The self-hosted productivity platform that keeps you in control.
This non-official image is intended as an all-in-one (as in monolithic) Nextcloud production image. If you're not sure you want this image, you should probably use the official image. The main goal is to provide an easy-to-use image with decent security standards.
Check out Nextcloud official website and source code.
- Based on Alpine Linux.
- Fetching PHP/nginx from their official images.
- Rootless: no privilege at any time, even at startup.
- Uses s6 as a lightweight process supervisor.
- Supports MySQL/MariaDB, PostgresQL and SQLite3 database backends.
- Includes OPcache and APCu for improved caching & performance, also supports redis.
- Tarball integrity & authenticity checked during build process.
- Includes hardened_malloc, a hardened memory allocator.
- Includes Snuffleupagus, a PHP security module.
- Includes a simple built-in cron system.
- Much easier to maintain thanks to multi-stages build.
- Does not include imagick, samba, etc. by default.

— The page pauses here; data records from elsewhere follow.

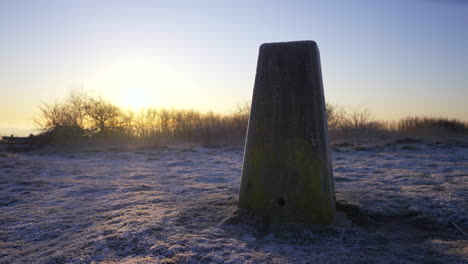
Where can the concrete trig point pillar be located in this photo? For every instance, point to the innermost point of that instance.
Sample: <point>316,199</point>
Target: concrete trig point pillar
<point>287,175</point>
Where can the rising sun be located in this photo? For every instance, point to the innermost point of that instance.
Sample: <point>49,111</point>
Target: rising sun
<point>137,99</point>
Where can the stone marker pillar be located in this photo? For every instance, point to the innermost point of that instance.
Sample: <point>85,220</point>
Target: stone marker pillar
<point>287,175</point>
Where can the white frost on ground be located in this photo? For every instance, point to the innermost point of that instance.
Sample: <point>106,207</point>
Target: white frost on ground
<point>167,205</point>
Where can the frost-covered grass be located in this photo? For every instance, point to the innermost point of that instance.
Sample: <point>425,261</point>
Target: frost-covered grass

You're free to make your own image based on this one if you want a specific feature. Uncommon features won't be included as they can increase attack surface: this image intends to stay minimal, but functional enough to cover basic needs.
Don't run random images from random dudes on the Internet. Ideally, you want to maintain and build it yourself.
- Images are scanned every day by Trivy for OS vulnerabilities. Known vulnerabilities will be automatically uploaded to GitHub Security Lab for full transparency. This also warns me if I have to take action to fix a vulnerability.
- Latest tag/version is automatically built weekly, so you should often update your images regardless if you're already using the latest Nextcloud version.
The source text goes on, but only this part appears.